Sin embargo, para cada fase mencionada (integración financiera, integración de la administración, integración comercial, integración profesional, integración societaria e integración física/cohabitación), es necesario analizar cada uno de estos componentes para buscar la mejor alternativa. Dependerá esencialmente de los tamaños relativos de cada firma, posicionamiento de marca, áreas de práctica, viabilidad efectiva de la integración, por mencionar algunos aspectos. De este análisis se desprende que cada proceso de integración es diferente y su diseño, por lo tanto, diverso.

¿Qué elementos pueden ayudar a generar procesos de integración exitosos?

Es conveniente reconocer que detrás de cada firma legal existe una natural valoración al esfuerzo, sacrificios y dedicación de un pequeño grupo de personas (a veces una persona, en particular) que ha permitido el desarrollo de esta a lo largo del tiempo. Sin embargo, un proceso de integración significa entender que el reconocimiento a la historia de cada parte no debe ser una traba al desarrollo conjunto. Para ello, cada firma deberá hacer un ejercicio de valoración de la otra parte, junto con la propia. 
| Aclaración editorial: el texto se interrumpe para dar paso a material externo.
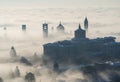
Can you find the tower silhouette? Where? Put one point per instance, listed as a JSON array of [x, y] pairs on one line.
[[45, 30], [23, 27], [86, 24]]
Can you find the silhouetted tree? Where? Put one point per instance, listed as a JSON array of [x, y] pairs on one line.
[[25, 61], [30, 77], [55, 66]]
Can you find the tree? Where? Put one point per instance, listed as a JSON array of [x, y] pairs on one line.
[[30, 77], [13, 52], [55, 66]]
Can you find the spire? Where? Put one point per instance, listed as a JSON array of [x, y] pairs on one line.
[[79, 26], [86, 19]]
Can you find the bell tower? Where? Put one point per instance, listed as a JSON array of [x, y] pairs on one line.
[[45, 30]]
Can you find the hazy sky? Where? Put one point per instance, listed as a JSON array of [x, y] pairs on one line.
[[57, 3]]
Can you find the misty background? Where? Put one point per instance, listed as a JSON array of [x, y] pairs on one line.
[[103, 17]]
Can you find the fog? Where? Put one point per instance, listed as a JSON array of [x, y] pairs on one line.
[[102, 22]]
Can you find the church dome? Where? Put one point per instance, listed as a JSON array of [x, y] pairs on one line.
[[60, 27]]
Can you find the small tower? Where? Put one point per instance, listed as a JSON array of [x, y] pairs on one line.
[[23, 27], [86, 24], [45, 30], [13, 52], [17, 72], [80, 33]]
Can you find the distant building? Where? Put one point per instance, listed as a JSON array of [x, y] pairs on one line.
[[60, 28], [81, 46], [86, 24], [80, 33], [17, 72], [13, 52], [23, 27], [45, 30]]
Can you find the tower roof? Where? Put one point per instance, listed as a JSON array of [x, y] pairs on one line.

Finalmente, toda integración debe tener un objetivo claro, un diseño lo más preciso posible y a su vez simple (a pesar de la complejidad que puede tener) que dicen relación con un modelo de negocio que se quiere consolidar, sustentando el proceso en la trasparencia y la confianza, trabajando las mejores decisiones estratégicas sobre una base argumental y dejando de lado los egos, es decir, atenuando las posturas personales y nutriéndolas con otras visiones.